Proses kondensasi pada mesin pendingin dimulai ketika refrigeran meninggalkan kopresor (proses 2–3). Refrigeran berwujud gas yang bertekanan dan bertemperatur tinggi dialirkan menuju kondensor . Didalam kondensor, wujud gas refrigeran berubah menjadi wujud cair, panas yang di hasilkan refrigeran dipindahkan ke udara luar pipa kondensor . Agar proses kondensasi lebih efektif, digunakan kipas (fan) yang dapat menghembuskan udara luar tepat dipermukaan pipa kondensor. Dengan begitu , panas pada refrigeran dapat dengan mudah dipindahkan ke udara luar. Setelah melewati proses kondensai, refrigeran menjadi berwujud cair yang bertemperatur lebih rendah, tetapi tekanannya masih tinggi. Selanjutnya, refrigeran di alirkan menuju ke pipa kapiler.

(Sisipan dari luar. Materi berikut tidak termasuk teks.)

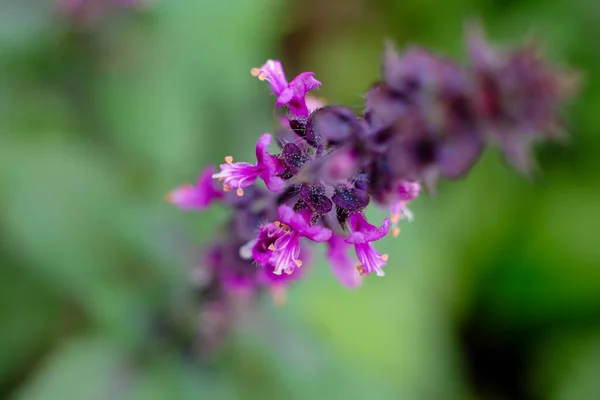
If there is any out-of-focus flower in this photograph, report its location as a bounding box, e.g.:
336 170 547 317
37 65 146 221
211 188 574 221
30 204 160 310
467 25 577 172
169 25 572 344
167 165 223 210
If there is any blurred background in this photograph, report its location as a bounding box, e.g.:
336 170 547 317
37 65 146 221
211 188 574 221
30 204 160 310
0 0 600 400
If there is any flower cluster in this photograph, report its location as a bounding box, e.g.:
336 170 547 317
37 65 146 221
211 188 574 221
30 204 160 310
168 29 572 310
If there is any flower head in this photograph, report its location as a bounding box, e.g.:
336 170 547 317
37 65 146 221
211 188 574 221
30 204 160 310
252 205 331 275
346 213 390 276
167 165 223 210
250 60 321 117
212 133 284 196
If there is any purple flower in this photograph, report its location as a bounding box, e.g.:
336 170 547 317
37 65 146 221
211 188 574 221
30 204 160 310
346 213 390 276
327 235 362 288
390 180 421 237
167 165 223 210
467 26 578 172
212 133 284 196
252 205 331 275
250 60 321 117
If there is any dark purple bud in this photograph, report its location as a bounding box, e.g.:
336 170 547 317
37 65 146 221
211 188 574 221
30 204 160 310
437 134 485 179
290 118 308 138
281 143 310 174
335 206 351 230
300 184 333 214
365 83 410 129
366 154 396 201
331 185 371 212
293 199 311 213
306 106 363 144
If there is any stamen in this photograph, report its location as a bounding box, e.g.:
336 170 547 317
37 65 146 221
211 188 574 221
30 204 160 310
356 264 365 276
271 286 286 307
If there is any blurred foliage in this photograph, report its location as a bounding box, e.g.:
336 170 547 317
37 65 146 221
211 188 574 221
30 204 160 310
0 0 600 400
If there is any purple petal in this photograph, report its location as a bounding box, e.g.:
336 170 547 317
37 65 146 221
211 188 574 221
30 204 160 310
251 60 288 96
346 213 390 244
327 235 362 289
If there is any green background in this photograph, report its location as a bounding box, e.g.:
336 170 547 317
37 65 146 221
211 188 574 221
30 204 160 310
0 0 600 400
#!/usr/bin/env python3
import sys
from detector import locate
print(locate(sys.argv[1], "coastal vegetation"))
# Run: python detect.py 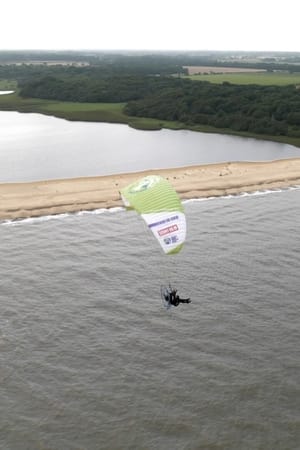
[0,53,300,147]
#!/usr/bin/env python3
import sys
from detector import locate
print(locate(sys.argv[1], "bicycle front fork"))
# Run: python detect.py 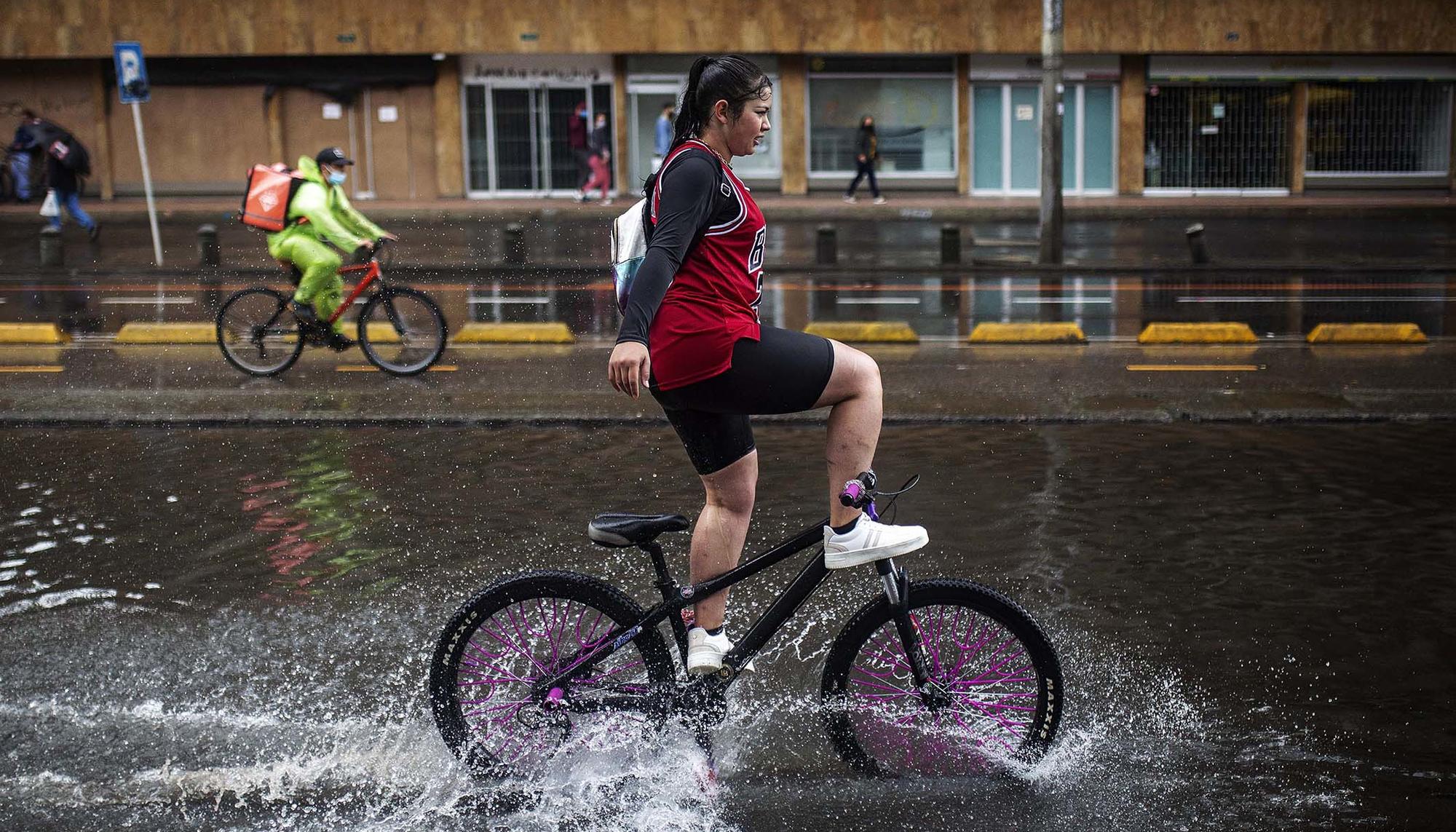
[875,557,951,710]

3. Proses penurunan tekanan.
Proses penurunan tekanan refrigeran dimulai ketika refrigeran meninggalkan kondenser (proses 3–4). Didalam pipa kapiler, terjadi proses penurunan tekanan refrigeran sehingga refrigeran yang keluar memiliki tekanan yang rendah. Selain itu, pipa kapiler juga berfungsi mengontrol aliran refrigeran di antara 2 sisi tekanan yang berbeda, yaitu tekanan tinggi dan rendah. Selanjutnya, refrigeran cair yang memiliki suhu dan tekanan rendah di alirkan menuju evaporator. Proses ini disebut proses pendinginan.

4. Proses Evaporasi.
Proses evaporasi pada mesin pendingin dimulai ketika refrigeran akan masuk ke dalam evaporator. Dalam keadaan ini, refrigeran berwujud cair, bertemperatur rendah, dan bertekanan rendah. Kondisi refrigeran semacam ini dimanfaatkan untuk mendinginkan udara luar yang melewati permukaan evaporator. Agar lebih efektif mendinginkan udara ruangan, di gunakan blower (indoor) untuk mengatur sirkulasi udara agar melewati evaporator. Proses yang terjadi pada pendinginan udara ruangan Adalah : Proses penangkapan kalor (panas). Udara ruangan yang mempunyai temperatur lebih tinggi dibandingkan dengan refrigeran yang mengalir didalam evaporator. Karena evaporator menyerap panas udara di dalam ruangan, wujud refrigeran cair dalam evaporator akan menjadi wujud gas, Selanjutnya, refrigeran akan mengalir menuju ke kompresor . Proses ini terjadi berulang dan terus menerus sampai suhu atau temperatur ruangan sesuai dengan keinginan.